Fudge didn't reply but merely continued to examine him. It seemed clear to Sirius that he had grown accustomed to his old tricks to try to unnerve him. Sirius would have to try a different tactic.
He stood up – with difficulty – and sauntered over to the shelf embedded in the stone wall that served as his bed. It was closer to the cell door so that the Dementors could keep a check on the prisoners while they slept; apparently emotions were harder to read while they were sleeping. Sirius sat on the edge of the shelf.
"Enjoying your visit, Minister? It's a nice day for it, with the sun."
It took Fudge a long time to reply, as if he was carefully going over every word of Sirius' to see if what he said meant something other than the obvious.
"Just a routine visit, Black. Making sure everything's in order."
"You're not taking comments, I suppose? It's just that I'd quite like a newspaper with breakfast. You haven't got one on you, have you? I miss doing the crosswords."
Sirius had possibly never told a bigger lie; he hated crosswords with a passion. He had scorned at Moony, and then Lily, for doing them and had frequently written the wrong answers in before anyone could get the chance to do it properly.
"I – yes, I do." Sirius appeared to have managed to unnerved Fudge, as the Minister put his hands wildly in every pocket before finally pulling out a Daily Prophet from the inside of his robes and pushing it through the bars of the cell.

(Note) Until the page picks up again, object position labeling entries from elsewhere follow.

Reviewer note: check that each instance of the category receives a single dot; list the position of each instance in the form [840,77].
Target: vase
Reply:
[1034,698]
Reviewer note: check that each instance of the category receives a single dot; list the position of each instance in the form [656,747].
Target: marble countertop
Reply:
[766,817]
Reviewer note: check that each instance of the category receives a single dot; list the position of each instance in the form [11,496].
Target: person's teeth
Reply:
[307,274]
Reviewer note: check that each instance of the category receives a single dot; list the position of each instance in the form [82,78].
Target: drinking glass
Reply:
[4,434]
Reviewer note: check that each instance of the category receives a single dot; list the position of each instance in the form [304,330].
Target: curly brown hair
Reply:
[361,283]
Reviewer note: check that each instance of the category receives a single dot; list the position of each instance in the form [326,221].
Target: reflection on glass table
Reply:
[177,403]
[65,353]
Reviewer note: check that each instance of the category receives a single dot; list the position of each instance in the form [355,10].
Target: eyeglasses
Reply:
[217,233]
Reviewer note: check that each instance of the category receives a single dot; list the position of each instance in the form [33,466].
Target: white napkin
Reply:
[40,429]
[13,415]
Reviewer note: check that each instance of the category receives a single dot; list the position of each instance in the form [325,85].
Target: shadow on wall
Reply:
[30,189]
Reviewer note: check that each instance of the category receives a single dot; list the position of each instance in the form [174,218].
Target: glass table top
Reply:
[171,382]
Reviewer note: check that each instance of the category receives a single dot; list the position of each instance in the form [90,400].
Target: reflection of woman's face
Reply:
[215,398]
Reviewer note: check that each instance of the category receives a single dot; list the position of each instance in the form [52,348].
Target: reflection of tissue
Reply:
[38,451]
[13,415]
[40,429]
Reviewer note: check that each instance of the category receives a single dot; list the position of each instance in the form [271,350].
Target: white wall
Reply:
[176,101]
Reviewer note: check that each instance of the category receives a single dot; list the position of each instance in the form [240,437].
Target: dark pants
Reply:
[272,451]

"Are you sure you're finished with it, Minister?" Sirius asked, the politeness in his voice disguising the fact that he was laughing on the inside.
"Yes - yes, have it."
And with that, Fudge walked away.
Sirius sat chuckling to himself for a moment before grabbing the newspaper from the floor, at which point his laughter stopped immediately.
He was right there, in a photograph on the front cover. Not in his human form, obviously, but in his animagus, rat form, sat on a boy's shoulder who was blissfully unaware that a murderer was on him.
Sirius quickly scanned the article. It held no information of importance apart from the last line: "The Weasley family will be spending a month in Egypt, returning for the start of the new school year at Hogwarts, which five of the Weasley children currently attend." Sirius studied the photograph again. Wormtail was on the shoulder of what looked like the youngest boy. He looked about Hogwarts age, meaning that if Wormtail was this boy's pet, then he would be returning to Hogwarts in September too. His brain working faster than it had in many years, Sirius looked at the date at the top of the page; 1993. That would make Harry thirteen, and a student at Hogwarts…
Time had meaning again.
Suddenly, it was running out.
A new flame had ignited within Sirius – purpose. He had to escape and protect Harry; nobody else knew that he was in danger. It was his job to protect Harry, James and Lily had named him Godfather and so far he had been doing a dreadfully bad job of it. It was time to change that.
Sirius looked around his cell desperately, hoping that an escape plan would spring into his mind. No such thing happened. He would have to consume himself in thoughts of how to escape this impenetrable prison, the only one that no one had previously managed to escape from. This would take time.
Time wasn't something Sirius had much of anymore.